Figure 2: (Left) Illustration of an accreting supermassive black hole (NASA, ESA, CSA, Joseph Olmsted (STScI))
(Right) One of the most distant supermassive black holes currently known, ULAS J1342+0928 (Eduardo Bañados (MPIA), Xiaohui Fan (University of Arizona))

Why is this so puzzling? The growth of black holes is regulated by a balance between gravity pulling matter inward and radiation pressure pushing outward during accretion. This balance imposes a theoretical upper limit on the growth rate, known as the Eddington limit. If the initial “seed” black holes were small remnants left behind by massive stars, then even continuous growth at the Eddington limit would not be sufficient to reach the observed masses within such a short time.

To explain this mystery, two main scenarios have been proposed. One possibility is that early black holes accreted matter beyond the maximum (Eddington-limited) accretion rate, allowing them to grow extremely efficiently. The other is that the initial seeds were already very massive, formed not from stellar remnants but from the direct collapse of enormous gas clouds with masses exceeding one hundred thousand Suns. Current observations have not yet determined which scenario is correct, or whether other possibilities exist, and theoretical studies are actively exploring these questions. Observational astronomers like myself search for the hints of first black hole formation at the edge of the observable universe.

Searching for the First Black Holes — Farther and Fainter —

Directly observing the “seed” black holes in the early universe is extraordinarily challenging, given their faintness and extreme distance. Instead, astronomers aim to identify black holes as close as possible in time and mass to these seeds, in order to constrain their formation scenarios.

Since my graduate-student years, I have been involved in searches for distant black holes using the Subaru Telescope in Hawaii. By utilizing its 8.2-meter primary mirror for large-scale survey observations, our project has discovered around 200 distant black holes (Ref. 1). These data were obtained through an international collaboration involving Japan, Taiwan, and Princeton University as part of Subaru’s strategic survey programs.

The launch of the James Webb Space Telescope (JWST) at the end of 2021 marked a true game changer in this field. JWST’s unprecedented sensitivity allows us to detect objects more than one hundred times fainter than those accessible to ground-based telescopes, opening the door to the discovery of younger and smaller black holes. Using early JWST data, I was among the first to identify distant black holes in the early universe (Ref. 2).

Moreover, the JWST’s space-based observations, which are free from atmospheric turbulence of the Earth, have enabled us to directly detect the host galaxies of supermassive black holes. These observations are expected to greatly advance our understanding of another long-standing question in astronomy: did black holes grow first, or did galaxies form first?

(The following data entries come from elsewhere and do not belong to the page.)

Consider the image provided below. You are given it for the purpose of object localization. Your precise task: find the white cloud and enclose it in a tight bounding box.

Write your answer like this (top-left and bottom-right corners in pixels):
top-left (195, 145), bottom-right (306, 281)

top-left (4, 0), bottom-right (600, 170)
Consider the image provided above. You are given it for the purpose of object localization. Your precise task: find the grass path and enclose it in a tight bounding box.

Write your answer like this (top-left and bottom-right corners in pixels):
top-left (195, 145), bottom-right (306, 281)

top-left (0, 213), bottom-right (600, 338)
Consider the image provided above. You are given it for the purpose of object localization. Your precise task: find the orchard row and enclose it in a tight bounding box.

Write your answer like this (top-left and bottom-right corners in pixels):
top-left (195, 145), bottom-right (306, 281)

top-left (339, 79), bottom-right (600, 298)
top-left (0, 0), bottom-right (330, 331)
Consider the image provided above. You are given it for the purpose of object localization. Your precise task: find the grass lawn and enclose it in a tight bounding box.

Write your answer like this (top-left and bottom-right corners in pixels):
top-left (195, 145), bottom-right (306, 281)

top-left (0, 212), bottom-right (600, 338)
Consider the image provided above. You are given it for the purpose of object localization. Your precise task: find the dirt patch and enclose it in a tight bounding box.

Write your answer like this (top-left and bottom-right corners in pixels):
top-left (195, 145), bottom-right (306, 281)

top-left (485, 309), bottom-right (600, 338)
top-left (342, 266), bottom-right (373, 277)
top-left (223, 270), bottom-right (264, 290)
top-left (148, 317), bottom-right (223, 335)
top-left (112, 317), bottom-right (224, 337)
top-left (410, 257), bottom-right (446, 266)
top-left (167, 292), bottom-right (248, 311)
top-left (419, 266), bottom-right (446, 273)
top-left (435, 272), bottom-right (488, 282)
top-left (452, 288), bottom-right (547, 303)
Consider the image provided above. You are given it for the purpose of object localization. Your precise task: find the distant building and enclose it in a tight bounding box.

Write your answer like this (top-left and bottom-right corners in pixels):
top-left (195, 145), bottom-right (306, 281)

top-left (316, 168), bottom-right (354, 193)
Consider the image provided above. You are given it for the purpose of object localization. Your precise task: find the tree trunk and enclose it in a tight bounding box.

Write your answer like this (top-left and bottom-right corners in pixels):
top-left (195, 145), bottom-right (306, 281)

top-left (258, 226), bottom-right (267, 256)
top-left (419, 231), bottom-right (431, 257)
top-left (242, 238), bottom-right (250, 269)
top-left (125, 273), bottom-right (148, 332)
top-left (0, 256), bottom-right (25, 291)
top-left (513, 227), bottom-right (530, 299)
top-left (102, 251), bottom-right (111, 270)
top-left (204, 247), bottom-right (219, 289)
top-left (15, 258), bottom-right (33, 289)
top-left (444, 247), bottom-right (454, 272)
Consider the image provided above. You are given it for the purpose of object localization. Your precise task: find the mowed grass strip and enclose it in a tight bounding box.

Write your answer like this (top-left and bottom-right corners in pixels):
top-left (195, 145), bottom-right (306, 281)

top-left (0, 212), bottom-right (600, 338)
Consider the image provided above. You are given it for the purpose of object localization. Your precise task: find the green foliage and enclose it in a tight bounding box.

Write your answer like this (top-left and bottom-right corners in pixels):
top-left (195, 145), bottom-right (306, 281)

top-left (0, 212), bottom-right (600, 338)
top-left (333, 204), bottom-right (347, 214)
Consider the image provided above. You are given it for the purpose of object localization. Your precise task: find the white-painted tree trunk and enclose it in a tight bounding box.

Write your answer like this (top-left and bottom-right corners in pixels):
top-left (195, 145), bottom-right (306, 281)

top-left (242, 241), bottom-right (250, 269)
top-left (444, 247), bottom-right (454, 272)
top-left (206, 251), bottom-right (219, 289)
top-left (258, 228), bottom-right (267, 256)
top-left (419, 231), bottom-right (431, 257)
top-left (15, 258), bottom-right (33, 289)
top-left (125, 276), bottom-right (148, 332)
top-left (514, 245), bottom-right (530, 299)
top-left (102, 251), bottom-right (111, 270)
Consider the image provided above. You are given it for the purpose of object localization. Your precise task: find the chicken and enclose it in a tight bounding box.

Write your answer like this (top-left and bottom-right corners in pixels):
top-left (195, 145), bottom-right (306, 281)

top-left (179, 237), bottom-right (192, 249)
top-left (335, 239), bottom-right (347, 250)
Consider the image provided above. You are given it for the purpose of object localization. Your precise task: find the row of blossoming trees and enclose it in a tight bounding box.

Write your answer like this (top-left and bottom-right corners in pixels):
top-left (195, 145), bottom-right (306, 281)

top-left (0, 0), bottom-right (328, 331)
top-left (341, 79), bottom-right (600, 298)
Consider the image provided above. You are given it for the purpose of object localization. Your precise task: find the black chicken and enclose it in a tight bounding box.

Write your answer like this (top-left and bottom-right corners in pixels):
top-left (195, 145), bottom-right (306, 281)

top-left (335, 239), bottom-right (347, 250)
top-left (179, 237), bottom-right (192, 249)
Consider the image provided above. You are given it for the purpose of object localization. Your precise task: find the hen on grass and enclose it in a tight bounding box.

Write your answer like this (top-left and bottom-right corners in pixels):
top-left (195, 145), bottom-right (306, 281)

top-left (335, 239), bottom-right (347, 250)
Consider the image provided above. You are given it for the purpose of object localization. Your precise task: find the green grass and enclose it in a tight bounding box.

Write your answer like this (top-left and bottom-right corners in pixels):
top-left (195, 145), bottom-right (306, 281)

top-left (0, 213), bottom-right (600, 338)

This cosmic-scale “chicken-and-egg” problem lies at the heart of the co-evolution of galaxies and their central black holes in the distant universe (Ref. 3, Ref. 4).

Astronomy is now entering a golden era of large survey projects. Over the next decade or two, JWST and the Subaru Telescope will be joined by new large projects such as the European Euclid space satellite, the Vera C. Rubin Observatory, and the Roman Space Telescope, which will provide powerful new tools to address the origin of supermassive black holes. In addition, a new infrared space telescope mission, GREX-PLUS, is currently being developed, where Waseda University playing a central role (Ref. 5).

The astronomers’ journey to uncover our cosmic origins has only just begun.